Chandni
21 Februari 2018•Update: 21 Februari 2018
Fatih Hafiz Mehmet
ANKARA
PBB pada Selasa mengatakan sangat mengkhawatirkan situasi di Ghouta Timur, Suriah menyusul laporan mengenai banyaknya warga sipil yang tewas dalam serangan udara.
"Sekretaris Jenderal mencemaskan situasi yang makin buruk di Ghouta Timur dan dampaknya terhadap penduduk setempat," kata Stephane Dujarric, juru bicara Sekretaris Jenderal PBB Antonio Guterres, melalui sebuah pernyataan.
Pernyataan itu mengacu pada laporan yang mengatakan lebih dari 100 orang terbunuh di Ghouta Timur sejak Senin, termasuk 13 anak-anak. Disebutkan juga sebanyak lima rumah sakit atau pusat medis terhantam oleh serangan udara serta terdapat 700 orang yang membutuhkan evakuasi medis darurat.
Hampir 40.000 warga Ghouta Timur menjadi target serangan udara, penembakan dan pengeboman, kata pernyataan itu.
Sebagai dampak pengepungan yang dilakukan pasukan rezim Suriah, warga setempat hidup dalam kondisi ekstrem dan mengalami malnutrisi, tambahnya.
Selain itu, muncul juga kabar mengenai penembakan terhadap Damaskus dari Ghouta Timur.
Pernyataan itu juga mengingatkan bahwa Ghouta Timur adalah bagian dari perjanjian de-eskalasi yang disepakati Mei tahun lalu di Astana, Kazakhstan. PBB mengimbau agar semua pihak menepati komitmen mereka mengenai hal tersebut.

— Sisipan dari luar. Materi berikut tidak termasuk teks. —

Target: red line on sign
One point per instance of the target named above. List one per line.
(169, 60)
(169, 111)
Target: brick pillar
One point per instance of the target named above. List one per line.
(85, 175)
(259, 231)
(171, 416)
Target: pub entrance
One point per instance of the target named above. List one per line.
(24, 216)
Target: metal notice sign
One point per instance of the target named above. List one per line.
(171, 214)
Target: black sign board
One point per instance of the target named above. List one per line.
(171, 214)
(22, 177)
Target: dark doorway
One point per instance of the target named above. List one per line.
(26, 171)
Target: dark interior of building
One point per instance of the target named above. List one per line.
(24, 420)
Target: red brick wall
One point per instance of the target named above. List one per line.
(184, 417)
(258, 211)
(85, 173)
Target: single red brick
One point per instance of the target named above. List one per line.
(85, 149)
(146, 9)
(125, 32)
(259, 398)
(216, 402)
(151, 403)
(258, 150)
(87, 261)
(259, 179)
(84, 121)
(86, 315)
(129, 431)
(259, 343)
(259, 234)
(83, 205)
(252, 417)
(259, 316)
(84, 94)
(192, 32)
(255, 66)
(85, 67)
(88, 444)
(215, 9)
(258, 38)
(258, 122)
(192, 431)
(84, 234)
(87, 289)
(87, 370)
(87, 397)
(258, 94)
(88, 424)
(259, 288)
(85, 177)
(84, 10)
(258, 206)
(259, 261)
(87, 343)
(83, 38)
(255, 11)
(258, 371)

PBB sudah berulang kali mendesak agar kekerasan di kawasan itu dihentikan sementara agar bisa membuka jalan untuk pengiriman bantuan dan pertolongan medis.
"Sekretaris Jenderal meminta semua pemangku kepentingan memastikan agar mereka menghormati prinsip-prinsip dasar hukum HAM internasional, termasuk tidak menghalangi akses kemanusiaan, membolehkan evakuasi medis dan melindungi warga sipil dan infrastruktur masyarakat," lanjut pernyataan dari PBB.

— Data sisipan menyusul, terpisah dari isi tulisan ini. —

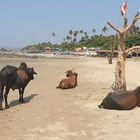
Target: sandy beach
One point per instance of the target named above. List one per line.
(53, 114)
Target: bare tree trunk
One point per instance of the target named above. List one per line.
(120, 80)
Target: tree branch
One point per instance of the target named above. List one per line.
(117, 30)
(137, 16)
(131, 49)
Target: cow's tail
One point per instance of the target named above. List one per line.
(101, 105)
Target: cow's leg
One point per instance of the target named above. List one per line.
(1, 95)
(5, 96)
(21, 92)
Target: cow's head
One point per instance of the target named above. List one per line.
(31, 73)
(69, 73)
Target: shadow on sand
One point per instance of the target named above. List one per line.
(26, 99)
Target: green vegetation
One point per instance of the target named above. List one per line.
(80, 39)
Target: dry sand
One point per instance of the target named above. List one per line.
(54, 114)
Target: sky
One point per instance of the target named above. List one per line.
(26, 22)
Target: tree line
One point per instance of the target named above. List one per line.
(80, 38)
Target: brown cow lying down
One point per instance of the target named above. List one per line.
(69, 82)
(121, 100)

Ghouta Timur terletak di kawasan de-eskalasi yang disetujui oleh Turki, Rusia dan Iran. Di wilayah itu khususnya, aksi serangan dan kekerasan tidak boleh dilakukan.
Namun rezim Bashar al-Assad terus menargetkan wilayah permukiman di kota itu, membunuh setidaknya 539 orang dan melukai lebih dari 2.000 sejak 29 Desember tahun lalu.
Ghouta Timur ditempati sekitar 400.000 penduduk dan berada dibawah cengkeraman rezim selama lima tahun terakhir.
Sejak perang sipil merebak di Suriah pada Maret 2011, PBB melansir lebih dari 250.000 orang tewas. Lembaga Syrian Center for Policy Research mengatakan jumlah korban sebenarnya jauh lebih besar, diperkirakan melebihi 470.000 orang.
Perang sipil di Suriah dimulai ketika rezim Bashar al-Assad mulai menindak keras demonstrasi pro-demokrasi. Ratusan ribu warga sipil menjadi korban konflik itu yang melibatkan pasukan koalisi menyerang oposisi. Jutaan lainnya terpaksa melarikan diri dan mengungsi.